The goals for today’s recommendation engines haven’t changed much from those early years: find the user things they like in order to either sell them more stuff or keep them on the site for a longer time to show them more ads, also known as “engagement.” Yet while today’s recommendation engines have the same goals, they’re coming up with completely different methods and results. On one hand we have Facebook’s tinkering with their Newsfeed algorithm, where trying to increase engagement has negative results such filter bubbles and promotion of extreme content. On the other we have Spotify’s amazing discovery playlists, such as the Daily Mix, that almost always delight me in their selection of new-to-me music.

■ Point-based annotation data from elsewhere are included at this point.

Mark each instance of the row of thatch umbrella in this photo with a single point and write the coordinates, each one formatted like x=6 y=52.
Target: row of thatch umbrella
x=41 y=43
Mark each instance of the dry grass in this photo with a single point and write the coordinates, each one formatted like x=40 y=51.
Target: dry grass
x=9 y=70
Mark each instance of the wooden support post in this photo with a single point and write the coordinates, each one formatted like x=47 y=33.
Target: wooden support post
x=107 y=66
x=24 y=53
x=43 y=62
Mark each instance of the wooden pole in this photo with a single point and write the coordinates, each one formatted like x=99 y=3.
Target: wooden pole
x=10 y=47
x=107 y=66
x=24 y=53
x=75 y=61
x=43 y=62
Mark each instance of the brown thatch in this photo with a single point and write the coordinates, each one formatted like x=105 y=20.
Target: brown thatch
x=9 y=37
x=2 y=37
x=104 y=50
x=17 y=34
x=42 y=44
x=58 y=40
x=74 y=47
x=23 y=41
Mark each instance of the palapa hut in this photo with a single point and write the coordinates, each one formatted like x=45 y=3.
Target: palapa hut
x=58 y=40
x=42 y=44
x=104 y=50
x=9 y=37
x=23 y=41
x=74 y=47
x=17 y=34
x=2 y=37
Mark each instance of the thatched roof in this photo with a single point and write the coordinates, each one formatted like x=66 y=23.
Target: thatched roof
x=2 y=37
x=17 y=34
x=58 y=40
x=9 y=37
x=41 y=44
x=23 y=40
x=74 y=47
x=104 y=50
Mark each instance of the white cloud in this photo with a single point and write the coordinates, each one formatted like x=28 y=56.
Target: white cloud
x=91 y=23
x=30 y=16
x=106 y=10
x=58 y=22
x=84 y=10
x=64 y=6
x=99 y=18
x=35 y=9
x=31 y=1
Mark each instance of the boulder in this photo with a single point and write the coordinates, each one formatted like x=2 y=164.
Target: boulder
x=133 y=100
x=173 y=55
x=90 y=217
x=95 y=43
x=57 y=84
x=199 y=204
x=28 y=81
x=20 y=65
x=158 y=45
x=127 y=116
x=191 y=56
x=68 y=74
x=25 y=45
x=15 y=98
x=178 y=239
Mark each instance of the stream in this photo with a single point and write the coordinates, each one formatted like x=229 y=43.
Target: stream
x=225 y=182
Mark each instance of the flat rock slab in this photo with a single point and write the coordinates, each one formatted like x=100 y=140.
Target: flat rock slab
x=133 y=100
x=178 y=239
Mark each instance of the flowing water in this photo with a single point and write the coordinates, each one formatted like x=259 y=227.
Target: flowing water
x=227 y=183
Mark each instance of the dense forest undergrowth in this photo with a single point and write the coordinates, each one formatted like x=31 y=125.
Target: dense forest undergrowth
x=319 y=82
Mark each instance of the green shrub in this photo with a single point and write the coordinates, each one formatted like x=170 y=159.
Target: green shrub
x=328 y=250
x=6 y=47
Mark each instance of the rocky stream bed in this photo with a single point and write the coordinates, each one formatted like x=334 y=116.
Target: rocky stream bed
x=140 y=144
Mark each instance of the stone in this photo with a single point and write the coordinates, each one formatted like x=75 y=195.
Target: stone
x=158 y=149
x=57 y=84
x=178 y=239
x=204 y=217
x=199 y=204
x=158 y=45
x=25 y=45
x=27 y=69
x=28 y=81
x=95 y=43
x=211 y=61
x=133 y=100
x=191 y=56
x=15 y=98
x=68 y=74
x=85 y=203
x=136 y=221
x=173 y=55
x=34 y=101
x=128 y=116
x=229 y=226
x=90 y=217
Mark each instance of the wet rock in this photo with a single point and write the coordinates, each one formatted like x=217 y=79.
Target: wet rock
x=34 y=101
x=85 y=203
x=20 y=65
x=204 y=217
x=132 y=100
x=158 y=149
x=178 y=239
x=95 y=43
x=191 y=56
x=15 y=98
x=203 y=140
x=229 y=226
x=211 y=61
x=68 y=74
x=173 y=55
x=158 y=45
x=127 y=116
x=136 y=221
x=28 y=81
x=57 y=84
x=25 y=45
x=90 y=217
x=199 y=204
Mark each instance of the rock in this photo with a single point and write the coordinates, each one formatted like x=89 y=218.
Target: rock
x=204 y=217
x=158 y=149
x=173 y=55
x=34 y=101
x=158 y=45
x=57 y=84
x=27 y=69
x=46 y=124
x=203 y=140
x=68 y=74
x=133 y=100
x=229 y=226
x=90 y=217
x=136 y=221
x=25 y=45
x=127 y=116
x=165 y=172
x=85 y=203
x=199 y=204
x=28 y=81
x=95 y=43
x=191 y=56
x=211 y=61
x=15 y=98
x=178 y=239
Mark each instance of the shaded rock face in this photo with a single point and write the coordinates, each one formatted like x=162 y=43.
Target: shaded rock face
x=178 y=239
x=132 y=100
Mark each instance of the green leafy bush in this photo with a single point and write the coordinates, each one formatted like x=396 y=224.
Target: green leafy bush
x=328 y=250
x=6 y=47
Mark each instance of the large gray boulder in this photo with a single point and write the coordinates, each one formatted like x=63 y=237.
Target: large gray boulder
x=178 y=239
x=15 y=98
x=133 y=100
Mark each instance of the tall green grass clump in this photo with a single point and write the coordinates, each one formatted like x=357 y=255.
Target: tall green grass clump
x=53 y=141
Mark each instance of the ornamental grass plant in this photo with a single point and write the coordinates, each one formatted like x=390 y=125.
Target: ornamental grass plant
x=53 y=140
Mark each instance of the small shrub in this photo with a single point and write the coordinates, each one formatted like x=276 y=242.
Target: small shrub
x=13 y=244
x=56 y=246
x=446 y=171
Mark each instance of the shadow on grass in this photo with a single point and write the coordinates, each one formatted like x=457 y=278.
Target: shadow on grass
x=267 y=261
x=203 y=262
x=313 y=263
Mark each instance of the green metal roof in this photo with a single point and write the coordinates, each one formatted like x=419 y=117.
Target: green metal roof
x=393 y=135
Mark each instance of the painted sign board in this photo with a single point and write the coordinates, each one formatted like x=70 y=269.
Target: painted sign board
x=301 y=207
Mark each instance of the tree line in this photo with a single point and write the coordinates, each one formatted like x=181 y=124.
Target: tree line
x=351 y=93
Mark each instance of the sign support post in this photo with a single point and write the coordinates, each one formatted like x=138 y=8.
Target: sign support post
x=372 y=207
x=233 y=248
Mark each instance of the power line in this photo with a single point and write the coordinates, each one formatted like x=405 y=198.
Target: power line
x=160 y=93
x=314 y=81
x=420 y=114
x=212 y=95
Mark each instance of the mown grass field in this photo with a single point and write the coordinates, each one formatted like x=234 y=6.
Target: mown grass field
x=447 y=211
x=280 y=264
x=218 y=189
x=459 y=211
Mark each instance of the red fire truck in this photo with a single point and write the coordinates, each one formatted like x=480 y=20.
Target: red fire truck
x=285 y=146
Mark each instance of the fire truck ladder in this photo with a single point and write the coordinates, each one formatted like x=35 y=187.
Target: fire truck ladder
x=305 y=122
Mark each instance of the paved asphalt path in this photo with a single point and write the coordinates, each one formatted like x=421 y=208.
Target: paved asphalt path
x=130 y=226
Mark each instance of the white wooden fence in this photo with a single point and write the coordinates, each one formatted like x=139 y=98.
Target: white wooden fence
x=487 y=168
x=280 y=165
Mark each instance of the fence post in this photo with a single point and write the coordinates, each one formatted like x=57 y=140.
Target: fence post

In between we have Netflix, which sometimes gets it right, and more selective stores, like Nordstrom, that do a decent job of suggesting products others bought. For most of these the recommendation engine is a black box for users, and its effects are measured religiously.
Yet with all recommendation engines, especially when user-generated content is involved, it’s a game between the platform, that decides what to recommend, and content providers, who try to influence that decision. What got me thinking about just how intensely this game is played is this very detailed post from a few weeks ago about how independent producers are gaming YouTube Kids. “Someone or something or some combination of people and things is using YouTube to systematically frighten, traumatise, and abuse children, automatically and at scale,” said the author, James Bridle. At the time, the post seemed too extreme and I waited for other analysts to weigh in. This week, John Biggs at TechCrunch said conclusively: YouTube isn’t for kids. “YouTube is a cesspool of garbage kids content created by what seems to be a sentient, angry AI bent on teaching our kids that collectible toys are the road to happiness. YouTube isn’t for kids. If you give it to kids they will find themselves watching something that is completely nonsensical or something violent or something sexual. It’s inevitable.” This is as condemning as it comes.
YouTube’s and YouTube Kid’s reach is incredible. Earlier this week, Ofcom published a study on “Children and Parents: Media Use and Attitudes Report” in the UK and came up with these numbers:
- YouTube is the content provider the highest proportion of 12-15s say they ‘ever’ watch – 85%.
- YouTube is the only content provider, of the 14 examples, which is used by a majority of 12-15s to ‘often’ watch content.
- Use of the YouTube website or app increases with the age of the child, accounting for 48% of 3-4s, 71% of 5-7s, 81% of 8-11s and 90% of 12-15s. Use of YouTube has increased since 2016 by 11 percentage points for children aged 3-4, by 17 percentage points for 5-7s and by eight percentage points for 8-11s. [Note: YouTube Kids was launched in February 2015.]
- Half of YouTube users aged 3-4 (48%) and a quarter (25%) aged 5-7 only use the YouTube Kids app rather than the main YouTube website or app.
These numbers are high but not entirely surprising. Parents trusted Google when it said YouTube kids was child-friendly: “the app makes it safer and easier for children to find videos on topics they want to explore.” Its availability on every device has made it easy to access from practically everywhere. But with that level of trust, could YouTube Kids have done more to monitor content?
Last week, YouTube issued a response that, based on the comments on it, didn’t do enough. Of the five changes, only two went beyond guidelines: “tougher application of our Community Guidelines and faster enforcement through technology.” Also, ads will be removed from “inappropriate content.” What they didn’t do is allow parents to block specific providers or, as some requested, to whitelist channels or providers. The new restrictions don’t go far enough in allowing parents to control what their children watch and to block content they don’t want them to watch.
What this proves, beyond the eternal axiom that we just can’t have nice things, is that once a service allows user-created content, it’s finding it extremely difficult to monitor that content. Beyond that, many creators, not only on YouTube, have figured out how to game the recommendation algorithm and get their content in front of viewers. I wish YouTube had taken a stronger stance with this, like blocking all creators aside from a few hand-picked ones until they can figure it out. Maybe that won’t be the most profitable choice, but it might be best from the product perspective. Until then, I have to agree with Mr Biggs: YouTube is not for kids.